Is it Iran? Pakistan? ... Corn syrup?
Nicholas Burns—a former under secretary of state for political affairs, U.S. ambassador to NATO and Greece, State Department spokesman, and special assistant to President Clinton—is prone to skillfully parsed statements. When The Atlantic's Jeffrey Goldberg asked him at the Aspen Ideas Festival this week what the United States' number-one adversary in the world is, Burns's reply: "Iran."
Goldberg: "No doubt in your mind?"
Of course, given its nuclear and ballistic-missile programs, its history of support for terrorist operations, and its other qualifications for the number-one slot, not to say President Obama's own assessment of the threat it poses, Iran is not a particularly surprising answer—as might be, say, Russia.
Speaking in Aspen today—following former Pakistani president Purvez Musharraf—Israeli defense minister Ehud Barak elaborated on the Iranian threat: "I believe what General Musharraf cannot say: If nothing is done about it, in several years Iran will become nuclear." It will be "the end of any conceivable anti-proliferation regime." Within weeks, Barak contended, terrorist organizations affiliated with the Islamic Republic will be nuclear. The implication: "It's not just the and of anti-proliferation; it's the end of any ability to control terrorism. ... However complicated it is to deal with Iran now, it will be much more complicated, it will be much more dangerous, and it will be much more costly in terms of natural resources and human life."
But is Iran really a bigger threat than, well, Pakistan?
Richard Haass, president of the Council on Foreign Relations, framed the picture like this: Iran is an imperial power that wants to spread it's influence in the Middle East—and one of the options they're pursuing to this end is a nuclear weapon. Pakistan is not an imperial power. The threat it poses isn't from a strength—or a new strength it's trying to develop—but a weakness: the prospect of its implosion. Pakistan has upward of 100 nuclear weapons; it's a sanctuary for terrorist organizations now; and it's already been the base of operations for the biggest nuclear smuggling network ever—"the Walmart of nuclear trade."

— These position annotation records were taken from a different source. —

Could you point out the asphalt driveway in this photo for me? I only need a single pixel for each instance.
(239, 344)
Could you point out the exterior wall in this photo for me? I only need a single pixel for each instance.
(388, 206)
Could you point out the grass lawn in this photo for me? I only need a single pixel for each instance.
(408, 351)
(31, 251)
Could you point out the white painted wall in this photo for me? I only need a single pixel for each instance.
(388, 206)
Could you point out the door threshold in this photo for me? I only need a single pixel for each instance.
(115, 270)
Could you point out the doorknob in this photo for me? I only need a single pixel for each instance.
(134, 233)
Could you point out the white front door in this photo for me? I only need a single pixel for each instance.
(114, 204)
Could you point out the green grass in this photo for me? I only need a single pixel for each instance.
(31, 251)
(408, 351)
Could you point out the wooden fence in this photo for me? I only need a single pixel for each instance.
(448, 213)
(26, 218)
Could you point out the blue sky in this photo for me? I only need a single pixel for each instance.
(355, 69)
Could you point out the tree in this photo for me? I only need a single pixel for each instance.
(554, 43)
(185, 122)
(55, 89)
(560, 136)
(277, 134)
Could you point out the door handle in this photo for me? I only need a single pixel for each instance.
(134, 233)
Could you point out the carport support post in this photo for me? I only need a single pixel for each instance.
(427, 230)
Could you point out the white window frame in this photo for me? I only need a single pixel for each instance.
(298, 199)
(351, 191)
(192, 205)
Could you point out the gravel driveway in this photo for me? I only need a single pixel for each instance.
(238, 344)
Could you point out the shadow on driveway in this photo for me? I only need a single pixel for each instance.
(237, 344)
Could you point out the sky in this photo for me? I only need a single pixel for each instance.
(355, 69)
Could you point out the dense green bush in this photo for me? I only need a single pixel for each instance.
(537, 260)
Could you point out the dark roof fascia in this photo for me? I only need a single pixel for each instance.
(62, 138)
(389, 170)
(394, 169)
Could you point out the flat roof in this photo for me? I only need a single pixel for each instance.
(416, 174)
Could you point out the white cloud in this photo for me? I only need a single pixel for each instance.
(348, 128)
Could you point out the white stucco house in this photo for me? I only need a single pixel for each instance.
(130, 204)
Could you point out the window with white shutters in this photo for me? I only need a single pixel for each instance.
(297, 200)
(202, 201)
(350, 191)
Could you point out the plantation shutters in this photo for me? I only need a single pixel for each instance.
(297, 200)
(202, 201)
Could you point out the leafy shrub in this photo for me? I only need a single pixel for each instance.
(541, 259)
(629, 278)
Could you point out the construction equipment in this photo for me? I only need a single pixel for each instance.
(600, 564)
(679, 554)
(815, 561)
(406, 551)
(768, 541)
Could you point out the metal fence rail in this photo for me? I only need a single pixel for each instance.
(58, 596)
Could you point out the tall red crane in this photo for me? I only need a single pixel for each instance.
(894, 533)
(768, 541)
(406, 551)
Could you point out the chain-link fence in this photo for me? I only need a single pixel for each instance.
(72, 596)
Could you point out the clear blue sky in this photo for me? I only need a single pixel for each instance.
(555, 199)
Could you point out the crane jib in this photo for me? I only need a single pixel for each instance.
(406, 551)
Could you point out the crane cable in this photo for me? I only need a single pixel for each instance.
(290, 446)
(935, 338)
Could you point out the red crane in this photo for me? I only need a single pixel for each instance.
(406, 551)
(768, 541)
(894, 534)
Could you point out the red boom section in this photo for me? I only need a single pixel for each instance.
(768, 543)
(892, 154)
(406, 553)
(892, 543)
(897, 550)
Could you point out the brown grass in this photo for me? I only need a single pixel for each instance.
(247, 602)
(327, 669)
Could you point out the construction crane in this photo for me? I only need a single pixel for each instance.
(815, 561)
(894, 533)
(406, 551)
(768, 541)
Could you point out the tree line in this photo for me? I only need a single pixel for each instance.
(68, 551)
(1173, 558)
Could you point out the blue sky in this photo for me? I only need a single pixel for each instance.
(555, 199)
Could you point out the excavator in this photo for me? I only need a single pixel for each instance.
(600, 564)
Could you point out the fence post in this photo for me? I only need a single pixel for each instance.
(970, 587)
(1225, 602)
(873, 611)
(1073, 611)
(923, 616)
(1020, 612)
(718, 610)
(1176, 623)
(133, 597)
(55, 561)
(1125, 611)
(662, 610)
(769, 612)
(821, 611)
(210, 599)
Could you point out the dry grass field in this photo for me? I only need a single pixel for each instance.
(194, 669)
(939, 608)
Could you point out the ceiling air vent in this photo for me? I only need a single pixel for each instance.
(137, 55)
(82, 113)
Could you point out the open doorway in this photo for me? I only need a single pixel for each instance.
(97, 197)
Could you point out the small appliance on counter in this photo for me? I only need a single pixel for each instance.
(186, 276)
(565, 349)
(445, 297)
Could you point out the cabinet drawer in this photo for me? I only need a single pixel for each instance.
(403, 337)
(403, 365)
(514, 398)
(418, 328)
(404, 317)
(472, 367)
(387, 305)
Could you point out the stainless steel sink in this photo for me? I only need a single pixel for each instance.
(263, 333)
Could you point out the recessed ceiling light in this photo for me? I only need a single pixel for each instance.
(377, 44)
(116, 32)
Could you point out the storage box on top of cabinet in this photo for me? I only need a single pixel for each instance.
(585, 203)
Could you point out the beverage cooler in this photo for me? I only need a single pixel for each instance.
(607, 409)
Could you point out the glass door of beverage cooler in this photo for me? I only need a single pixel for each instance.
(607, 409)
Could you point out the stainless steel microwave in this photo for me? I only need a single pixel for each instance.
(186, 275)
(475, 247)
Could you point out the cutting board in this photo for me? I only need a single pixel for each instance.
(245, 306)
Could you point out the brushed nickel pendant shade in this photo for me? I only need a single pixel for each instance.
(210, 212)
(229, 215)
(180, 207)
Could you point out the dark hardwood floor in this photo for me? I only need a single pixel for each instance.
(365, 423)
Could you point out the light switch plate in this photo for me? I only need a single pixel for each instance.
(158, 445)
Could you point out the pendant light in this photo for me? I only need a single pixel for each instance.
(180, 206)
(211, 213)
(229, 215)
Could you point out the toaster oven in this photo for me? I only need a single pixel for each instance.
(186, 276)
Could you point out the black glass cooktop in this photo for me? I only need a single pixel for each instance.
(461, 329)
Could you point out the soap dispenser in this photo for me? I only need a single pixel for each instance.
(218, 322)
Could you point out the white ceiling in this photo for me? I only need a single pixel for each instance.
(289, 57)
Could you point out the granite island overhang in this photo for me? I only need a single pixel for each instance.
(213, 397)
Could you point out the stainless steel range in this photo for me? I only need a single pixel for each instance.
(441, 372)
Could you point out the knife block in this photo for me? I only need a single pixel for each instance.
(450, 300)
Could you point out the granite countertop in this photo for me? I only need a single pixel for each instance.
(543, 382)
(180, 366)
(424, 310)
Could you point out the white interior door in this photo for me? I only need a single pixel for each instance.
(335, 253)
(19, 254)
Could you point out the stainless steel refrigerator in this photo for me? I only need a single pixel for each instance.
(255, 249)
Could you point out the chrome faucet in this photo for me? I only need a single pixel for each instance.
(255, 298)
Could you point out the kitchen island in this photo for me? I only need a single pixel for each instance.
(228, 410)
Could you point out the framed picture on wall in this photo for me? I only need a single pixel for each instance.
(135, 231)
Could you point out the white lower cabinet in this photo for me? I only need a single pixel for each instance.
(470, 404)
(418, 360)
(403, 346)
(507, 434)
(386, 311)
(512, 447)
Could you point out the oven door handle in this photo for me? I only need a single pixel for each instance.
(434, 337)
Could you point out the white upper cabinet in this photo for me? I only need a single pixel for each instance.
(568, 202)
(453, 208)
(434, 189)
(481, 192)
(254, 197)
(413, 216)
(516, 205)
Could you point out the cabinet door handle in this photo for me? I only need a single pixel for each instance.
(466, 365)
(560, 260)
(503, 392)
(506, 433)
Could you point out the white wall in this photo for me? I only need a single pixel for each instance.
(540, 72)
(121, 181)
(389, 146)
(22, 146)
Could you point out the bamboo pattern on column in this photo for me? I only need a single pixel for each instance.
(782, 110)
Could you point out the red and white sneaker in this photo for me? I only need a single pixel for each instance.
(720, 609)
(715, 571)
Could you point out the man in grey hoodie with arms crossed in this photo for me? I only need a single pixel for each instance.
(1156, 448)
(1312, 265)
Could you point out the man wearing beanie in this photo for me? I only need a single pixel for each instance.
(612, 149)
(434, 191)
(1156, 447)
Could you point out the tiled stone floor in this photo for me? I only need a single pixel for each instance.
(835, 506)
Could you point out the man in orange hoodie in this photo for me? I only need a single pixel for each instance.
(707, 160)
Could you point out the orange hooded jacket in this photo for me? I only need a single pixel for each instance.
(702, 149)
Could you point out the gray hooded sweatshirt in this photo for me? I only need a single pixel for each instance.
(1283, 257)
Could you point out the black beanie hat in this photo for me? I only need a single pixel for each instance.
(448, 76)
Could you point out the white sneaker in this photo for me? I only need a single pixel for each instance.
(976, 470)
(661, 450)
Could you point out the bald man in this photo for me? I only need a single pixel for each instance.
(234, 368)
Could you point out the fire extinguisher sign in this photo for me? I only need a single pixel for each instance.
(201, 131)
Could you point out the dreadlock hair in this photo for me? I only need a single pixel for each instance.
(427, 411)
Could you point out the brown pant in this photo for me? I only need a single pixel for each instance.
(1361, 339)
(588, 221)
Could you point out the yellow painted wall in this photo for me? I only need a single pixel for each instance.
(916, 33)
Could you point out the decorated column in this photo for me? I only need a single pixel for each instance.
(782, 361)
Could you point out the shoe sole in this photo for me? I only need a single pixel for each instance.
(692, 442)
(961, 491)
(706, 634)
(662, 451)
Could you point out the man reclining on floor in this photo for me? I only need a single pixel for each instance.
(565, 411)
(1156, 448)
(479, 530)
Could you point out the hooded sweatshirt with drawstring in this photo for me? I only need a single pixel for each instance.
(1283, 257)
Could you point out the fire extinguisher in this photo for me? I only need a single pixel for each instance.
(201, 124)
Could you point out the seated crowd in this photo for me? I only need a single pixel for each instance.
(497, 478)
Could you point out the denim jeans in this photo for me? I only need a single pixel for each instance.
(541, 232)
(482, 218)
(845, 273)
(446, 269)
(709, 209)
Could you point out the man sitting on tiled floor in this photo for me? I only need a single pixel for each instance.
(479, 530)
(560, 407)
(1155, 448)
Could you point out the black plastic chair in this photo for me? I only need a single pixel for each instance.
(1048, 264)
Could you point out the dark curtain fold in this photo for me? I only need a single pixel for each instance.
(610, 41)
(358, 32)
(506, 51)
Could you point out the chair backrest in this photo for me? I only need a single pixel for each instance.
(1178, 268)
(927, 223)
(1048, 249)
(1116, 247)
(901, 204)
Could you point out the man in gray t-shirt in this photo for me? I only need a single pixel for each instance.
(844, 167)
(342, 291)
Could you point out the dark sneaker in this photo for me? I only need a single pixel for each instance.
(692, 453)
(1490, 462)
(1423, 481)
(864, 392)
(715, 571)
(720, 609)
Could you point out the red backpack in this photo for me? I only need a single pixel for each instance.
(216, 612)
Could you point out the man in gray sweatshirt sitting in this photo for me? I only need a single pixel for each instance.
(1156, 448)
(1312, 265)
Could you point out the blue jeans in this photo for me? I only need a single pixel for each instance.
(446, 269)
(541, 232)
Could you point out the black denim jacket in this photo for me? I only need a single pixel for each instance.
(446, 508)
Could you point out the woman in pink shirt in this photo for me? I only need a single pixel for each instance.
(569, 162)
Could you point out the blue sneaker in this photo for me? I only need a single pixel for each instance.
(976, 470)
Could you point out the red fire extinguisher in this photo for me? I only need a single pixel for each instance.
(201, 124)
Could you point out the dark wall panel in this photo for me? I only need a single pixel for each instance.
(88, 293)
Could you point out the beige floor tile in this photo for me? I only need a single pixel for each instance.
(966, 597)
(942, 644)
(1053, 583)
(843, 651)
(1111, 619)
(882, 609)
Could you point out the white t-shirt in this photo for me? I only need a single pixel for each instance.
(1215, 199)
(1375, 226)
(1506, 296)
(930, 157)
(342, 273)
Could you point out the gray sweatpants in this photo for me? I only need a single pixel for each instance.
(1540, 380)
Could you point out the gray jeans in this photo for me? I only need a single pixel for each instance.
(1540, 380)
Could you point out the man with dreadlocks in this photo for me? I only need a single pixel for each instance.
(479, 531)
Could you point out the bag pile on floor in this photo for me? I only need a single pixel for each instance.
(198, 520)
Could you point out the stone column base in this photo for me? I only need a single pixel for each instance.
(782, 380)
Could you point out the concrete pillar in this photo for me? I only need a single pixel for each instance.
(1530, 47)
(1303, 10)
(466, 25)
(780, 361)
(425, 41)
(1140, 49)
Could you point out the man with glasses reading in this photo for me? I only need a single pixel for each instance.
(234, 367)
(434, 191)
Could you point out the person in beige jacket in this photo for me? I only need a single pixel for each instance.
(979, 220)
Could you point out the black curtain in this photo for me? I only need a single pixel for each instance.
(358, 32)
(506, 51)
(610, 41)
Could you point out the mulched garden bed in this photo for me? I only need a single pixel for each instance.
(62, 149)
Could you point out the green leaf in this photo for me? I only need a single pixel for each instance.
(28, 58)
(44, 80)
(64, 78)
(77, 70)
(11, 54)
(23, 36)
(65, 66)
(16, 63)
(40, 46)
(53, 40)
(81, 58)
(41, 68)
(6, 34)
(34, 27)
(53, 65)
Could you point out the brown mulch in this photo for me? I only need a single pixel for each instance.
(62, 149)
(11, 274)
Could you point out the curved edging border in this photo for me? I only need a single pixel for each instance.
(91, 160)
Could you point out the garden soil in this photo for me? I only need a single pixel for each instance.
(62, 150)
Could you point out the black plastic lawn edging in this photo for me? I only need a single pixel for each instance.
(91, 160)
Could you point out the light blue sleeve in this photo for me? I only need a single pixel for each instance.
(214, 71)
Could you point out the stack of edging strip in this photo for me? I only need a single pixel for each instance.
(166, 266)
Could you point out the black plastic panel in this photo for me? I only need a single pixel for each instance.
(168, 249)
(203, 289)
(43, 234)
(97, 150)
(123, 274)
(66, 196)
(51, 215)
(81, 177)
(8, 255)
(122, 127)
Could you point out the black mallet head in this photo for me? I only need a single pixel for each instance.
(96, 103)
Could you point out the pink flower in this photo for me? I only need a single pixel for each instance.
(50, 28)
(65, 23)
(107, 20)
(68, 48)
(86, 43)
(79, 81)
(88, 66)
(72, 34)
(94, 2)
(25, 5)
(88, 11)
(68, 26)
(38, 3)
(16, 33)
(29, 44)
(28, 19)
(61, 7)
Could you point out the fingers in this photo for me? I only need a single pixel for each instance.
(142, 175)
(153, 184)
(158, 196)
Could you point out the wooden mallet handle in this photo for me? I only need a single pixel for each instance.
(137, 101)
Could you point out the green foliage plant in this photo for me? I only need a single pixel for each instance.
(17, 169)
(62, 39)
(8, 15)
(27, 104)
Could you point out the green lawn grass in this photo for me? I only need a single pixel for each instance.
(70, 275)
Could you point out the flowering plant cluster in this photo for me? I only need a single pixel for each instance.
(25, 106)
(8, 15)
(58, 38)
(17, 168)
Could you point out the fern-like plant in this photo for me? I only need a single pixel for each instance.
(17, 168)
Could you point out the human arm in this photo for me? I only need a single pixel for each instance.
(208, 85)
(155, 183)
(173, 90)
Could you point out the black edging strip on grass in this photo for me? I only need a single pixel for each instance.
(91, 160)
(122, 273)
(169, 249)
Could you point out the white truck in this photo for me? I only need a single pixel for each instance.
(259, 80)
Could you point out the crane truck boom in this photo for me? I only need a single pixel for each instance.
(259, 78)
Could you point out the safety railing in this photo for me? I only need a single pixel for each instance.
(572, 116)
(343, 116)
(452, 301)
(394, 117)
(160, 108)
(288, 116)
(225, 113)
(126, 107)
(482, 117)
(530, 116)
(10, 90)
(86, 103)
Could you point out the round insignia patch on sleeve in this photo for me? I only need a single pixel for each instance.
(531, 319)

Whether or not Pakistan is itself tipping toward failure, the situation in the country is, as Burns pointed out, dramatically worse than it was three or four years ago, and relations between Islamabad and Washington have bottomed out, weakening American leverage against the dangers Pakistan represents. There is, in fact, "no trust," since Obama ("rightly," Burns was careful to include) took out bin Laden in 2011.
Also in Aspen today, General Stanley McChrystal, former commander of U.S. and International forces in Afghanistan, had a different optic on the question altogether. The biggest threat to the United States isn't in Iran or Pakistan—these, we can ultimately deal with: "We have the technology and forces to do that." The greatest threat is "in our schools," he said, noting the U.S.'s low high-school graduation rates, and the physical problem of obesity. "Thirty-three percent of the nation is ineligible to serve in the military," he said. "It's a national security issue."